Wes das Herz voll ist, sei es nun Freude oder Schmerz, des geht der Mund über, und eines Kindes Mund vorzugsweise: so geschah es denn, daß ich meinen Spielkameraden bald von nichts anderm mehr erzählte, als von Troja und den geheimnisvollen wunderbaren Dingen, deren es in unserm Dorfe eine solche Fülle gab. Sie verlachten mich alle miteinander, bis auf zwei junge Mädchen, Luise und Minna Meincke, die Töchter eines Gutspächters in Zahren, einem etwa eine Viertelmeile von Ankershagen entfernten Dorfe; die erstere war sechs Jahr älter, die zweite aber ebenso alt wie ich. Sie dachten nicht daran, mich zu verspotten: im Gegenteil! stets lauschten sie mit gespannter Aufmerksamkeit meinen wunderbaren Erzählungen. Minna war es vorzugsweise, die das größte Verständnis für mich zeigte, und die bereitwillig und eifrig auf alle meine gewaltigen Zukunftspläne einging. So wuchs eine warme Zuneigung zwischen uns auf, und in kindlicher Einfalt gelobten wir uns bald ewige Liebe und Treue. Im Winter 1829/30 vereinte uns ein gemeinsamer Tanzunterricht abwechselnd in dem Hause meiner kleinen Braut, in unserer Pfarrwohnung oder in dem alten Spukschlosse, das damals von dem Gutspächter Heldt bewohnt wurde, und in dem wir mit lebhaftem Interesse Hennings blutiges Steinbildnis, die verhängnisvollen Fugen des schrecklichen Kamins, die geheimen Gänge in den Mauern und den Zugang zu dem unterirdischen Wege betrachteten. Fand die Tanzstunde in unserm Hause statt, so gingen wir wohl auf den Kirchhof vor unserer Tür, um zu sehen, ob noch immer Hennings Fuß nicht wieder aus der Erde wüchse, oder wir staunten mit ehrfürchtiger Bewunderung die alten Kirchenbücher an, die von der Hand Johann Christians und Gottfriederich Heinrichs von Schröder (Vater und Sohn) geschrieben worden waren, die vom Jahre 1709 –1799 als meines Vaters Amtsvorgänger gewirkt hatten; die ältesten Geburts-, Ehe-und Totenlisten hatten für uns einen ganz besonderen Reiz. Manchmal auch besuchten wir des jüngern Pastors von Schröder Tochter, die, damals vierundachtzig Jahr alt, dicht neben unserm Hause wohnte, um sie über die Vergangenheit des Dorfes zu befragen oder die Porträts ihrer Vorfahren zu betrachten, von denen dasjenige ihrer Mutter, der im Jahre 1795 verstorbenen Olgartha Christine von Schröder, uns vor allen andern anzog; einmal, weil es uns als ein Meisterwerk der Kunst erschien, dann aber auch, weil es eine gewisse Ähnlichkeit mit Minna zeigte.

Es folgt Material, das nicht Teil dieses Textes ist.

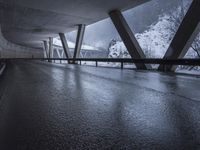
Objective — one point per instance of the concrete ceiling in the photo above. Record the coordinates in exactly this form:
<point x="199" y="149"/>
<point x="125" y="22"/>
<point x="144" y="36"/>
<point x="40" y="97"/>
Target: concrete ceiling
<point x="28" y="22"/>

Nicht selten statteten wir dann auch dem Dorfschneider Wöllert, der einäugig war, nur ein Bein hatte und deshalb allgemein »Peter Hüppert« genannt wurde, einen Besuch ab. Er war ohne jegliche Bildung, hatte aber ein so wunderbares Gedächtnis, daß er, wenn er meinen Vater predigen gehört hatte, die ganze Rede Wort für Wort wiederholen konnte. Dieser Mann, der, wenn ihm der Weg zu Schul-und Universitätsbildung offengestanden hätte, ohne Zweifel ein bedeutender Gelehrter geworden wäre, war voll Witz und regte unsere Wißbegier im höchsten Maße durch seinen unerschöpflichen Vorrat von Anekdoten an, die er mit bewundernswertem oratorischen Geschick zu erzählen verstand. Ich gebe hier nur eine derselben wieder: so erzählte er uns, daß, da er immer gewünscht habe, zu erfahren, wohin die Störche im Winter zögen, er einmal noch bei Lebzeiten des Vorgängers meines Vaters, des Pastors von Rußdorf, einen der Störche, die auf unserer Scheune zu bauen pflegten, eingefangen und ihm ein Stück Pergament an den Fuß gebunden habe, auf welches der Küster Prange seinem Wunsche gemäß niedergeschrieben hatte, daß er, der Küster, und Wöllert, der Schneider des Dorfes Ankershagen in Mecklenburg-Schwerin, hierdurch den Eigentümer des Hauses, auf dem der Storch sein Nest im Winter habe, freundlich ersuchten, ihnen den Namen seines Landes mitzuteilen. Als er im nächsten Frühjahr den Storch wieder einfing, fand sich ein anderes Stück Pergament an dem Fuße des Vogels befestigt mit folgender in schlechten deutschen Versen abgefaßten Antwort:

Schwerin Mecklenburg ist uns nicht bekannt, Das Land, wo sich der Storch befand, Nennt sich Sankt-Johannes-Land.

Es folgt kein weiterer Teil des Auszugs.